Mechano-sensitivity of β2-adrenoceptors enhances constitutive activation of cAMP generation that is inhibited by inverse agonists

• Published in: Communications biology Vol. 7; no. 1; p. 417
• Main Authors: Cullum, Sean A., Platt, Simon, Dale, Natasha, Isaac, Oliver C., Wragg, Edward S., Soave, Mark, Veprintsev, Dmitry B., Woolard, Jeanette, Kilpatrick, Laura E., Hill, Stephen J.
• Format: Journal Article
• Language: English
• Published: London Nature Publishing Group UK 05.04.2024; Nature Publishing Group; Nature Portfolio
• Subjects: 13/106; 631/154/436/2387; 631/92/436/2388; 96; 96/1; 96/10; 96/35; 96/95; Adrenergic receptors; Biomedical and Life Sciences; Biosensors; Cell surface; Cell surface receptors; Cyclic AMP; G protein-coupled receptors; Glycosylation; Inverse agonists; Life Sciences; Mechanical stimuli; N-Terminus; Propranolol; Site-directed mutagenesis
• ISSN: 2399-3642; 2399-3642
• DOI: 10.1038/s42003-024-06128-2

The concept of agonist-independent signalling that can be attenuated by inverse agonists is a fundamental element of the cubic ternary complex model of G protein-coupled receptor (GPCR) activation. This model shows how a GPCR can exist in two conformational states in the absence of ligands; an inactive R state and an active R* state that differ in their affinities for agonists, inverse agonists, and G-protein alpha subunits.
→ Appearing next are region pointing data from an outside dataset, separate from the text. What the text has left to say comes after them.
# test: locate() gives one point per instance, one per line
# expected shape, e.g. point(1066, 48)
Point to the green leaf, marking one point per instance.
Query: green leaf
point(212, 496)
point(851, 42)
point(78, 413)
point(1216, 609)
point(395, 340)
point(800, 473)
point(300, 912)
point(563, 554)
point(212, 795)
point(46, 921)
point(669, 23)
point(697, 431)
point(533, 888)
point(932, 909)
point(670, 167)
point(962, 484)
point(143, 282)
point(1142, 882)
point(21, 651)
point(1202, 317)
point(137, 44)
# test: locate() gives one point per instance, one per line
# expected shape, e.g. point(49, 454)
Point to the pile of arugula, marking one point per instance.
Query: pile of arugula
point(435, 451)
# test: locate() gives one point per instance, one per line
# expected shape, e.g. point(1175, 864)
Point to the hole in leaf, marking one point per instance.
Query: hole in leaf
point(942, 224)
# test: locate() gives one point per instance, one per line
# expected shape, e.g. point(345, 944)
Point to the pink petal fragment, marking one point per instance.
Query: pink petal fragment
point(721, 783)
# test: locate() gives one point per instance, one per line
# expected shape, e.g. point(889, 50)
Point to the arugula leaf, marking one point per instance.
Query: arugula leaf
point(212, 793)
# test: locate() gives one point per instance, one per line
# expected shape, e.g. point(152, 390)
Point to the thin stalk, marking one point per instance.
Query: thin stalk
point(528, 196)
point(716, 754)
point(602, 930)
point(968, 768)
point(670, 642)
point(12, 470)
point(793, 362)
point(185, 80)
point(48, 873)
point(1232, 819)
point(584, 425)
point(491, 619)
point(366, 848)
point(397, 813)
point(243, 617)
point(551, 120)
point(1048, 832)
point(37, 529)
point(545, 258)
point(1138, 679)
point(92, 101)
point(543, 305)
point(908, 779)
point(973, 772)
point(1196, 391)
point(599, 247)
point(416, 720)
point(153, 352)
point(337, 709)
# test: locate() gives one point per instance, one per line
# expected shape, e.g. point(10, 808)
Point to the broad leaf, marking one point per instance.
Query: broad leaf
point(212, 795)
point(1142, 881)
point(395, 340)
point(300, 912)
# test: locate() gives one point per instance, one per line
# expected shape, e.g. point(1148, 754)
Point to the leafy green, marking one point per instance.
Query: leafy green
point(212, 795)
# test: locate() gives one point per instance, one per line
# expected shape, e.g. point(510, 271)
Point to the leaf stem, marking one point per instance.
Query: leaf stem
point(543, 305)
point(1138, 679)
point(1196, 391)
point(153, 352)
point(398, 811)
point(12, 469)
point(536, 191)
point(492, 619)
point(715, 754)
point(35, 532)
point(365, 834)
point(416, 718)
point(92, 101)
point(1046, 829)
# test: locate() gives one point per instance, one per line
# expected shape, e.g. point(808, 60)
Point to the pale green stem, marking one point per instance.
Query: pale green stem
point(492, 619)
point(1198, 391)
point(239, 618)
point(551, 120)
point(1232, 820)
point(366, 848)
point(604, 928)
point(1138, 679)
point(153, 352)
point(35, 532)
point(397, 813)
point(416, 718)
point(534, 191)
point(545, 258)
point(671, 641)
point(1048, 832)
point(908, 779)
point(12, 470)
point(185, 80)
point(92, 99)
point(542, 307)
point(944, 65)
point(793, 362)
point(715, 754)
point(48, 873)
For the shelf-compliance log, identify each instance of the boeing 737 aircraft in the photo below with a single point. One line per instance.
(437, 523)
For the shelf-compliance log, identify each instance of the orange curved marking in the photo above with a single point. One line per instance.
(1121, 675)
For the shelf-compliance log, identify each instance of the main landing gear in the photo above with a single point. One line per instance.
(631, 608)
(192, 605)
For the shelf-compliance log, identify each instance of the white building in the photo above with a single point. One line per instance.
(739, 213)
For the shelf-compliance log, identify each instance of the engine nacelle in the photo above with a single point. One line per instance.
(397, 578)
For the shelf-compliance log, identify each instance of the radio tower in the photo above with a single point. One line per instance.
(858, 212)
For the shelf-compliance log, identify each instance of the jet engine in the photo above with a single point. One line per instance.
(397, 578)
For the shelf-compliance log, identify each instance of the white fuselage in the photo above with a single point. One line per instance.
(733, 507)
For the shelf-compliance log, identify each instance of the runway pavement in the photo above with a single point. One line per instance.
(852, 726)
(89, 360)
The proportion of R* receptors that exist in the absence of agonists determines the level of constitutive receptor activity. In this study we demonstrate that mechanical stimulation can induce β 2 -adrenoceptor agonist-independent Gs-mediated cAMP signalling that is sensitive to inhibition by inverse agonists such as ICI-118551 and propranolol. The size of the mechano-sensitive response is dependent on the cell surface receptor expression level in HEK293G cells, is still observed in a ligand-binding deficient D113A mutant β 2 -adrenoceptor and can be attenuated by site-directed mutagenesis of the extracellular N-glycosylation sites on the N-terminus and second extracellular loop of the β 2 -adrenoceptor. Similar mechano-sensitive agonist-independent responses are observed in HEK293G cells overexpressing the A 2A -adenosine receptor. These data provide new insights into how agonist-independent constitutive receptor activity can be enhanced by mechanical stimulation and regulated by inverse agonists. Use of a cAMP biosensor to study real-time mechano-sensitive enhancement of β2-adrenoceptor constitutive activity and its inhibition by β2-inverse agonists in HEK 293 cells.